FOR RELEASE
7.00AM
16 July 2014
ACCESS INTELLIGENCE PLC
("Access Intelligence" or "the Group")
Access Intelligence Plc (AIM: ACC), a leading supplier of Software-as-a-Service (SaaS) solutions for the full life cycle management of a company's governance, risk and compliance, announces its unaudited half year results for the six months ended 31 May 2014.
|
Unaudited |
Unaudited |
|
|
|
|
(£'000) |
(£'000) |
Continuing operations |
|
|
Revenue |
4,139 |
4,184 |
|
|
|
Adjusted EBITDA |
207 |
221 |
Share Based Payments |
(18) |
(18) |
EBITDA |
189 |
203 |
|
|
|
Total loss before tax |
(68) |
(30) |
|
|
|
Continuing operations |
|
|
Basic and diluted loss per share (pence) |
(0.03) |
(0.01) |
Highlights:
§ Revenue broadly consistent with previous year at £4.1m (H1 2013: £4.2m); recurring revenues increased to offset reduced professional services revenues due to staff being deployed on internal development projects
§ Contracted revenue not yet invoiced up 22% to £6.7m; (H1 2013: £5.5m)
§ Deferred revenue consistent with prior year at £3.1m (H1 2013 £3.2m); taking total revenue yet to be recognised in the income statement to £9.8m (H1 2013 £8.7m)
§ Recurring revenue of £3.3m up 10% (H1 2013: £3.0m), being 79% (H1 2013: 72%) of total revenue
§ Total technical spend 50% of revenue (H1 2013: 49%)
§ Loss before taxation was £68,000 (H1 2013: loss £30,000)
§ Cash balance as at 31 May 2014 £1.1m (H1 2013: £2.3m) reflecting sustained development spend in the half year
§ Joanna Arnold appointed to CEO role, Michael Jackson becomes Non-Executive Chairman
Michael Jackson, Non-Executive Chairman, commented:
"Access Intelligence continues to drive long term shareholder and customer value through its strategic investment in product innovation.
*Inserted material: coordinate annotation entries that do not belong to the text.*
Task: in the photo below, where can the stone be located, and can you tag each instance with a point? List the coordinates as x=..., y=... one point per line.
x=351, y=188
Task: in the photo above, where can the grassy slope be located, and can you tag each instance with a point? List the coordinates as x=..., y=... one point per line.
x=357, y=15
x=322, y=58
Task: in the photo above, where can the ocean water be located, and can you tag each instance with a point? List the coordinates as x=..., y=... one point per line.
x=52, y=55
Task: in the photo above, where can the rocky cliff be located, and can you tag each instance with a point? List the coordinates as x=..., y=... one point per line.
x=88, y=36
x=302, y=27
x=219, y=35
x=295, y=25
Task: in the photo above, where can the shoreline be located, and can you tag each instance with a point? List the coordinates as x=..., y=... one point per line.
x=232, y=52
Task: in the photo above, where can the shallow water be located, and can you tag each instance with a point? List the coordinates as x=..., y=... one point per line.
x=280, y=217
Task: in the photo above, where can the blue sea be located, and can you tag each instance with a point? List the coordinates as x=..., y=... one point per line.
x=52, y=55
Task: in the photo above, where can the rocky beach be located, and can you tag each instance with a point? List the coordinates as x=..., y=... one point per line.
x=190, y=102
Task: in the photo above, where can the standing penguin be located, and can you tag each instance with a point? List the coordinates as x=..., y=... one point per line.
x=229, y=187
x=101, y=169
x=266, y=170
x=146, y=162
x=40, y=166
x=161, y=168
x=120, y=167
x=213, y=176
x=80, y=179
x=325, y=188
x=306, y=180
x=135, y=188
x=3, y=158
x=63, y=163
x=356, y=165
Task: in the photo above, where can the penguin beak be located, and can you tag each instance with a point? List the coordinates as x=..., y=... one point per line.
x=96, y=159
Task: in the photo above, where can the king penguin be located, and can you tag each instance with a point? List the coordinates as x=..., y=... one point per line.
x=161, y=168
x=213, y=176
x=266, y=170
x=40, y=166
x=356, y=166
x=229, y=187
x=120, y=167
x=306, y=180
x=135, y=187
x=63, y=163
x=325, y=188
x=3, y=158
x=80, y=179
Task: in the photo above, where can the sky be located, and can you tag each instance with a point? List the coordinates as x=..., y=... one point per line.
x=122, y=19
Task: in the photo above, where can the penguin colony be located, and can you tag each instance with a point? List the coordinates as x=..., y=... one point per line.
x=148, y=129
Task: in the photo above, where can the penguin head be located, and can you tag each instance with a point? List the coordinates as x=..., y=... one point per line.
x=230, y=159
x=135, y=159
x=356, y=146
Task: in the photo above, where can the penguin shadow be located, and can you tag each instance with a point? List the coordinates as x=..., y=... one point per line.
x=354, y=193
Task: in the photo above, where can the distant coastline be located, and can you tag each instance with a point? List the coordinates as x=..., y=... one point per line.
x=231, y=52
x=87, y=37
In the first half of 2014, we achieved our key development milestones on all projects as well as receiving positive feedback from early client engagements. By combining our solutions onto a shared technology platform, we are able to deliver our brands to blue chip customers on a departmental and enterprise-wide scale. Our Centre of Excellence in York provides Access Intelligence with the platform and scalability to continue to expand our reputation and position in the Governance, Risk and Compliance marketplace."
For further information:
Access Intelligence plc 0843 659 2940
Michael Jackson (Non-Executive Chairman)
Joanna Arnold (CEO)
Kole Dhoot (CFO)
Sanlam Securities
Simon Clements 020 7628 2200
Chairman's Statement
I am pleased to announce our results for the six months ended 31 May 2014, which demonstrate our continued growth in recurring revenues. The results reflect our sustained investment in combining our solutions onto a shared technology platform at our York based development centre, enabling us to deliver an innovative, unified GRC software offering. I am also pleased to announce Joanna Arnold's appointment as CEO. Since joining the Company in 2008, she has been instrumental in our integrated product strategy, has run four of our six operational subsidiaries and completed 3 acquisitions and 2 funding rounds. The Access Intelligence Board and I are confident that Joanna is the right person to lead the company forward. We believe that her passion for technology will help ensure that Access Intelligence continues to deliver innovations that drive customer value and sustained long term shareholder returns.
Results for the half
The Company's revenue was broadly flat at £4,139,000 (H1 2013: £4,184,000), though encouragingly recurring revenues have risen and make up £3,276,000 or 79% of total revenues (H1 2013: £3,015,000 or 72%).
The Company's operating loss was £11,000 (H1 2013: profit £28,000), which includes charges of £200,000 for depreciation and amortisation (H1 2013: £176,000) and £18,000 for share based payments (H1 2013: £18,000).
Cost of sales were broadly flat at £1,131,000 (H1 2013 £1,117,000) and gross margin maintained.
Operating costs were broadly flat at £3,001,000 (H1 2013 £3,021,000), reflecting the stable cost base from which we expect to leverage growth in revenues and service delivery following the sustained investment programme spend.
The basic loss per share was 0.03p (H1 2013: loss 0.01p).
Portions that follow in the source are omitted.